The javadoc explains :
Note that the system URI (http://java.sun.com/dtd/properties.dtd) is not accessed when exporting or importing properties; it merely serves as a string to uniquely identify the DTD, which is:
<?xml version="1.0" encoding="UTF-8"?> <!-- DTD for properties --> <!ELEMENT properties ( comment?, entry* ) > <!ATTLIST properties version CDATA #FIXED "1.0"> <!ELEMENT comment (#PCDATA) > <!ELEMENT entry (#PCDATA) > <!ATTLIST entry key CDATA #REQUIRED>
Reducing the system URI to a mere identifier is a simplification that can lead to problems when you parse your document: XML parsers are free to load DTDs even if you specify standalone=”yes” in your XML declaration and even if you run them in non-validating mode.
In that case, including a system URI pointing to a non well formed DTD means that depending on you parser and on the options you’ll send it at parse time, you may get (or not) a well formness error.
Interestingly, the DTD listed above and borrowed from the javadoc is well formed.
The DTD published at http://java.sun.com/dtd/properties.dtd appears to have been modified to:
<!-- Copyright 2005 Sun Microsystems, Inc. All rights reserved. --> <?xml version="1.0" encoding="UTF-8"?> <!-- DTD for properties --> <!ELEMENT properties ( comment?, entry* ) > <!ATTLIST properties version CDATA #FIXED "1.0"> <!ELEMENT comment (#PCDATA) > <!ELEMENT entry (#PCDATA) > <!ATTLIST entry key CDATA #REQUIRED>
See what has happened?
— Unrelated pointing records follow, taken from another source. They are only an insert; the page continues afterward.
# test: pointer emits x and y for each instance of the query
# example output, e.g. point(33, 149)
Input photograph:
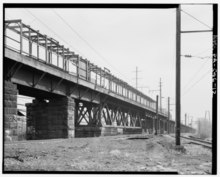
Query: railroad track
point(197, 141)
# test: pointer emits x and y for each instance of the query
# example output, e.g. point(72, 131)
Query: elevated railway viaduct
point(73, 97)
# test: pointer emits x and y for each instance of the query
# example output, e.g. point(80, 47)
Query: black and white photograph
point(109, 88)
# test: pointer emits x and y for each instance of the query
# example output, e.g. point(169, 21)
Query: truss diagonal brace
point(41, 77)
point(52, 89)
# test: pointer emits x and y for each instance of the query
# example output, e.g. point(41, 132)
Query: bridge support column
point(53, 119)
point(10, 111)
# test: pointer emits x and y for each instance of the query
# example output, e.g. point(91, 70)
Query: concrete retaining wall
point(10, 111)
point(53, 119)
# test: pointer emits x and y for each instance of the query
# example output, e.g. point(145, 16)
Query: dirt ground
point(113, 153)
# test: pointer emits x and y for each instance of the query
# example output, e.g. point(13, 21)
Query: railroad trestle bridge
point(73, 97)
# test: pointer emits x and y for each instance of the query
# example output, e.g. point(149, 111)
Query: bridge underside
point(66, 110)
point(54, 116)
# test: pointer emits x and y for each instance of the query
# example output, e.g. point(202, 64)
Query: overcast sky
point(123, 39)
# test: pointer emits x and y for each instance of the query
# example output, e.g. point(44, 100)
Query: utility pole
point(178, 76)
point(160, 85)
point(156, 122)
point(168, 118)
point(136, 77)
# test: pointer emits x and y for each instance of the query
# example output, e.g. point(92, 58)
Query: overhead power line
point(84, 40)
point(192, 56)
point(53, 31)
point(196, 19)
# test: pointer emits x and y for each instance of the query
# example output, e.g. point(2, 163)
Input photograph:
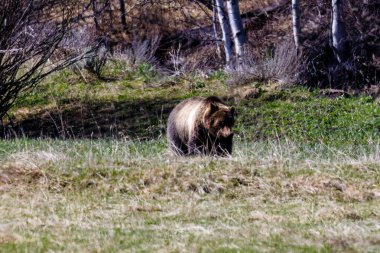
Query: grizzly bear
point(199, 126)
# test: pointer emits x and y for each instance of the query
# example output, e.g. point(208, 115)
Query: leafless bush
point(139, 52)
point(31, 31)
point(281, 65)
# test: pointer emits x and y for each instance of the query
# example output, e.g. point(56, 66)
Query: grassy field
point(304, 175)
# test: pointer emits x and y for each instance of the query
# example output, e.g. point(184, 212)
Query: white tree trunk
point(225, 29)
point(338, 31)
point(296, 22)
point(214, 14)
point(236, 24)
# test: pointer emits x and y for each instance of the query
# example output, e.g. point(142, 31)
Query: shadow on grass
point(132, 119)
Someone has probably insisted that they should add a copyright statement at the beginning of each of their documents, forgetting that XML forbids comments before the XML declaration…
We shouldn’t let lawyers edit XML documents!
5 Comments
Write a Comment»Then again, SGML was invented by a lawyer.
John, that might be the reason!
But that lawyer was fanatical about validation and knew better than introducing a feature for well-formedness that would fail the stupid test: every introduction of a feature to support well-formedness, such as the optional prolog, tends to fail the stupid test.
So maybe stupid people shouldn’t edit XML.
A DTD isn’t a valid XML document. The problem is that it includes the XML processing instruction when it shouldn’t.
Apart from anything else, an XML document must contain a single well-formed root element, which is not present in a DTD. Additionally, none of the declarations are valid XML content.
Hmmm… Which processing instruction do you mean?
Technically speaking, <?xml version=”1.0″ encoding=”UTF-8″?> isn’t considered as a PI but as a XML declaration and it’s not only allowed in a DTD but also considered a good practice.
The error is the comment which is forbidden before the XML declaration in both XML documents and DTDs…